A guy in his mid-sixties enters the bar. Well, he´s certainly not Brad Pitt. He looks like an accountant or something. Lanky, with a pot belly, no posture at all. He´s got a ridiculous comb-over. His greasy hairs cling to his skull. He looks around to appraise the available merchandise. Me and the other whores. Wow, I feel like a piece of meat. This is so exciting, like I´ve hoped it would be. Okay, I had hoped for a better looking man. But I´m a whore, I can´t be picky, right?

He scans the girls and spots me. I´m new and fresh. Tony had predicted that the regulars will pounce me like starved hyenas. And he´s certainly pleased to see me. He grins and reveals yellow, repulsive teeth.

"Hi, I´m Kathy." I smile while I extend my hand. He ignores it and immediately grabs my ass. Well okay, why not? That´s what I´m here for, right?

"Shut up, whore. I´m not here for conversation." I just nod while he starts to tongue kiss me. He seems to be a heavy smoker and tastes like an ash tray. While he kisses me, he fondles my ass and tits. I can´t help but stare at the hairs sprouting out of his ear. And his ridiculously pale and leathery skin. I moan a little to feign excitement and kiss him back as much as I can. And I try hard not to puke while I do it. Finally, after what seems an eternity, he breaks the kiss.

"Not bad. The fresh whores are always the best. Eager to please."

"Thank you, kind sir." I smile and try to look grateful.

"Okay, what do you want now?"

I know what he expects to hear. "Would you please do me the honor of fucking this whore senseless? In all three holes please? I need to be properly broken in." It is far from what I feel, but I try to be a professional entertainer for this customer.

"Okay, if you insist." He laughs evilly.

In my small and shabby room, I have to strip for him as seductively as possible under these circumstances before I undress him. I try to look lovingly while doing it. I still try to show the best acting skills possible but I begin to doubt that the effort is even necessary.

"You´re a good piece of meat. Probably the prettiest I´ve ever seen in here. It will be fun to use you and break you."

"Thank you." I manage to smile sweetly, although I´m absolutely disgusted by him.

"Now suck my cock. Without a rubber. It´s not too clean, you know."

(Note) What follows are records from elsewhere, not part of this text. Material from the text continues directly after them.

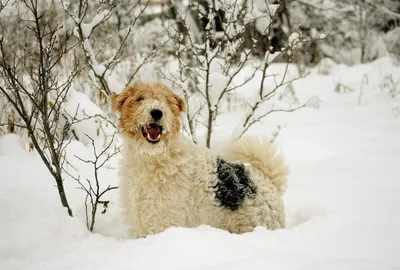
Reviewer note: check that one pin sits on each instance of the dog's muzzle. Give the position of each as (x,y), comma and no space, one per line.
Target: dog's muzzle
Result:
(152,132)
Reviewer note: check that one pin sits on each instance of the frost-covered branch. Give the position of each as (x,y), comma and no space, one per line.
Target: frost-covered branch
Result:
(92,187)
(100,72)
(36,91)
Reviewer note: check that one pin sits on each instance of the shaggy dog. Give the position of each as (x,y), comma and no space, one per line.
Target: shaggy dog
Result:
(167,180)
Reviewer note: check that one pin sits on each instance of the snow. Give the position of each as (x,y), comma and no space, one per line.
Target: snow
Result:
(342,202)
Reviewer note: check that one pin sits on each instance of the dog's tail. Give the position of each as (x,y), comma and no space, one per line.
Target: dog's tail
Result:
(262,155)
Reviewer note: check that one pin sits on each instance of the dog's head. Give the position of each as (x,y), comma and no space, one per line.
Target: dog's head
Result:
(148,113)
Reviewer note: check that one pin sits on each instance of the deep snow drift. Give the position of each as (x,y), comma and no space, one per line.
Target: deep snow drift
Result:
(342,201)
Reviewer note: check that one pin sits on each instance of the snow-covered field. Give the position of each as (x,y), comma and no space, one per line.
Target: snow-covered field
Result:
(343,202)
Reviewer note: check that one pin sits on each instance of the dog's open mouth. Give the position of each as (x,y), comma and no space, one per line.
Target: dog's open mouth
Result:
(152,132)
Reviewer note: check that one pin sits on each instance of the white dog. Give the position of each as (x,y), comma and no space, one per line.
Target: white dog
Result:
(167,180)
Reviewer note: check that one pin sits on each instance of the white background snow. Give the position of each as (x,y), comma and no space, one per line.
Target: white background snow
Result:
(342,204)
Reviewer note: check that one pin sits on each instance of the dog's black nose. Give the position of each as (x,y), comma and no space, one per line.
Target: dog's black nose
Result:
(156,114)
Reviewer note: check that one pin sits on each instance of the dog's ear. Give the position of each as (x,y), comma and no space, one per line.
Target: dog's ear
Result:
(118,100)
(180,102)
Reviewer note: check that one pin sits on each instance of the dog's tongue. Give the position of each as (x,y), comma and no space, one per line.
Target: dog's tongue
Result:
(153,130)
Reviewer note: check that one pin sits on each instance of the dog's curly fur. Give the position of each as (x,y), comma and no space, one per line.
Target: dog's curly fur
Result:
(174,182)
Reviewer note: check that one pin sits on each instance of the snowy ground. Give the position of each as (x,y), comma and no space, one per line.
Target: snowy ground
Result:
(342,203)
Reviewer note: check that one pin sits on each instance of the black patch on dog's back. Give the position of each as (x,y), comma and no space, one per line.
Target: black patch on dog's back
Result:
(233,184)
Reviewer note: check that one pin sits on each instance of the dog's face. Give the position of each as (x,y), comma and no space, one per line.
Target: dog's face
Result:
(148,113)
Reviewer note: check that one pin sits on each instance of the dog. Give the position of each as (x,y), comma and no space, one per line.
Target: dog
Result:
(167,180)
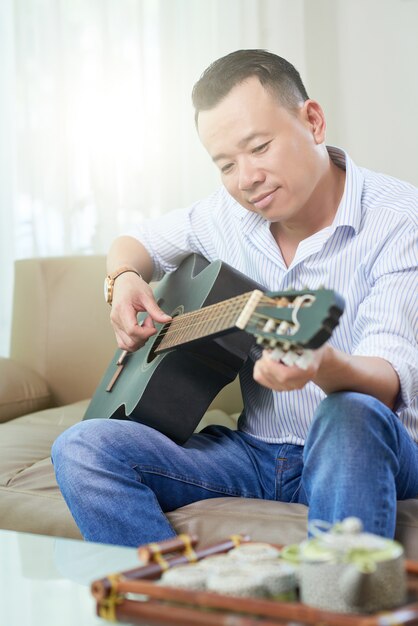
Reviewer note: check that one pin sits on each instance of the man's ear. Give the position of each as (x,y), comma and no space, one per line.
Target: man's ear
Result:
(315,118)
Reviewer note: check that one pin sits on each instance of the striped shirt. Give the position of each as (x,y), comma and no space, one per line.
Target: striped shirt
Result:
(368,254)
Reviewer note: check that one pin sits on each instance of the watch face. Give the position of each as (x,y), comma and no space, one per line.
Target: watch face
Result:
(107,289)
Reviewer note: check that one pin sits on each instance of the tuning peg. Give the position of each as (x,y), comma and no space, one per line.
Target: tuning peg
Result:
(276,354)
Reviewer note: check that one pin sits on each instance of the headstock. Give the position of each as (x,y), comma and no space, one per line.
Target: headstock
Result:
(296,320)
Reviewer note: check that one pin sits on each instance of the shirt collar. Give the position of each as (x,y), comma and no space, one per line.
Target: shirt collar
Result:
(349,211)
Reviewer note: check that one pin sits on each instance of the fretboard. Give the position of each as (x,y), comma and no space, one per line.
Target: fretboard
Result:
(209,321)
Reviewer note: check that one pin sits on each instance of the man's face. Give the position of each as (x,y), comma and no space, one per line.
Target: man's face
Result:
(271,159)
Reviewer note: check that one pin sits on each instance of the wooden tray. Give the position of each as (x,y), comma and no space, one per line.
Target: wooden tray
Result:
(133,597)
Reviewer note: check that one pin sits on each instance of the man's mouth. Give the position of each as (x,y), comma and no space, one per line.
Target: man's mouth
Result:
(263,200)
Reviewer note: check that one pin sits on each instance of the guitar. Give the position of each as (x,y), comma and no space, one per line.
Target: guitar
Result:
(218,314)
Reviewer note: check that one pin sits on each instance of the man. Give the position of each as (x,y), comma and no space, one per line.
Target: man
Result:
(290,212)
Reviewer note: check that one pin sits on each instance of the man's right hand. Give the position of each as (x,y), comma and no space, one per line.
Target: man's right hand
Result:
(132,295)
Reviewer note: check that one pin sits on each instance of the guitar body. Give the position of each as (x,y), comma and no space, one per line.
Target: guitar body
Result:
(170,391)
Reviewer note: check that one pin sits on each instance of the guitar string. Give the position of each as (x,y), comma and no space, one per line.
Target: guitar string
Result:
(179,322)
(190,317)
(212,310)
(174,333)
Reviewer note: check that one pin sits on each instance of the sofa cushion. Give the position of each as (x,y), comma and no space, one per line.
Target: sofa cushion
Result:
(21,390)
(30,500)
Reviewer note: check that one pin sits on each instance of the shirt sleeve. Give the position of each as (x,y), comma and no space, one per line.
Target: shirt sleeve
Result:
(176,234)
(386,323)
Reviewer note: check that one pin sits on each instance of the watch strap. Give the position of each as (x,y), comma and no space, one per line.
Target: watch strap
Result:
(110,280)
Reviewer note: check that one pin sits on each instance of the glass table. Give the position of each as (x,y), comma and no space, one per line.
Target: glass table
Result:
(45,581)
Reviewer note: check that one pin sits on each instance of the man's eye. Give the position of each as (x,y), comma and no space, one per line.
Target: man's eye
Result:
(261,148)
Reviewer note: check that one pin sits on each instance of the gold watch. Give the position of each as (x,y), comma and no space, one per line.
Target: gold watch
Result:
(110,281)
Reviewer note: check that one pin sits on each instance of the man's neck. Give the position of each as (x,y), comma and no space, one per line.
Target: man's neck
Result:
(318,214)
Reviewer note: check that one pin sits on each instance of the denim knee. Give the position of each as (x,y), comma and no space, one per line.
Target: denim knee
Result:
(348,417)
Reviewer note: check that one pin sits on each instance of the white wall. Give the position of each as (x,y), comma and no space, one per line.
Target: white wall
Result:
(361,58)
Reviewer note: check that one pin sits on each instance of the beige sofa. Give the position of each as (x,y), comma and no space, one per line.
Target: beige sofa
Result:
(61,344)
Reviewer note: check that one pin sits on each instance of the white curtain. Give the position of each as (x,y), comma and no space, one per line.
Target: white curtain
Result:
(96,122)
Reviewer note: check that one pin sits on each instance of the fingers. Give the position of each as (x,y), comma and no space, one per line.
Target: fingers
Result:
(278,376)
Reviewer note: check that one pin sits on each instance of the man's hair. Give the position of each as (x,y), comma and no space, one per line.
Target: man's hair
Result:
(275,74)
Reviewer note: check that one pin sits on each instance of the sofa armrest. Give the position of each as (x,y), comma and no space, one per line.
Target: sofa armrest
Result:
(22,390)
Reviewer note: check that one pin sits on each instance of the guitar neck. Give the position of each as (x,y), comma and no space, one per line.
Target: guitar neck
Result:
(209,321)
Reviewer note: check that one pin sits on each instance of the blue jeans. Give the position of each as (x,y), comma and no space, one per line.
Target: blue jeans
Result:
(119,477)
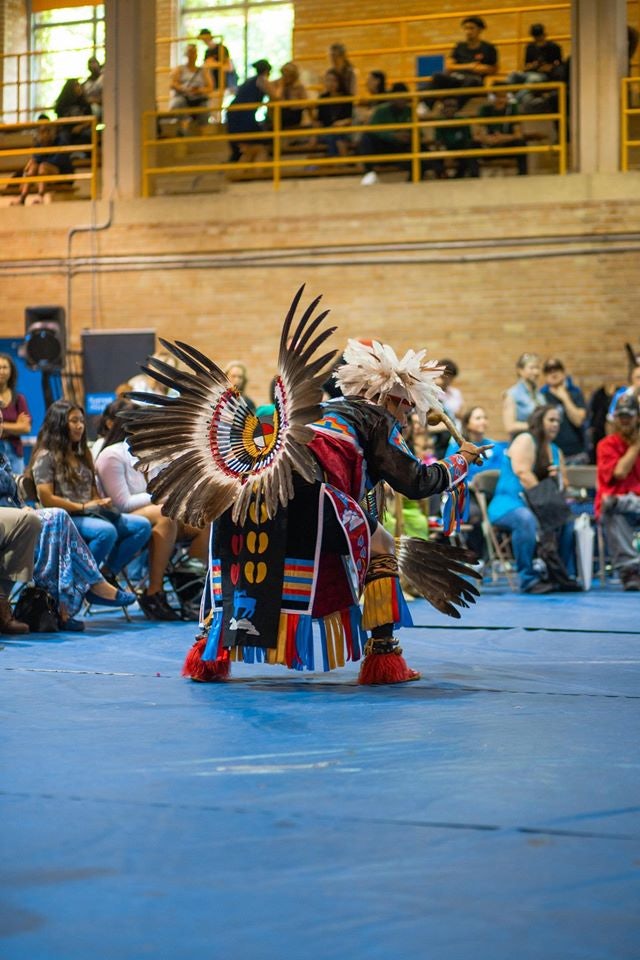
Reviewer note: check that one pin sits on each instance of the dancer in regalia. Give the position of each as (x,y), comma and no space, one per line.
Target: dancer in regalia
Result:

"Don´t bother, I´ll clean it with my tongue. That´s what we whores are here for."

And I clean it with my mouth. It´s gross. It stinks of urine. It´s even greasy. Does this guy ever take a shower? My main challenge in this job seems to be to avoid puking all over my customers.

It´s hard work to get him hard. But once I´ve realized that he gets off on me demeaning myself as whore, slut etc., it´s easier.

"Uh, such a nice hard cock." He´s barely four inches. "Would you please fuck me with it?"

"Yes, but without a rubber."

"I´m sorry, honey. That´s not possible."

"Was worth a try, wasn´t it?" He grins. And he fucks me in my pussy and my ass. I even have to clean his condom-wrapped cock with my mouth after he came in my ass.

He slaps me lightly on my cheek as he leaves without another word.

Puh, that wasn´t exciting at all. That was just hard work. Not physically, but mentally. And I have the overwhelming desire to brush my teeth and to take a shower. To scrub my skin raw. But Tony has said that I have only fifteen minutes until I have to be available again. So I better hurry.

The second customer is extremely fat. I just hope he doesn´t want to take me missionary. He´s in his mid fifties. Like the first one, he gets off on berating me. And he also wants me to suck him without a condom. After he fucks me rough and inconsiderate from behind, he just tosses me away, berating me further while he leaves.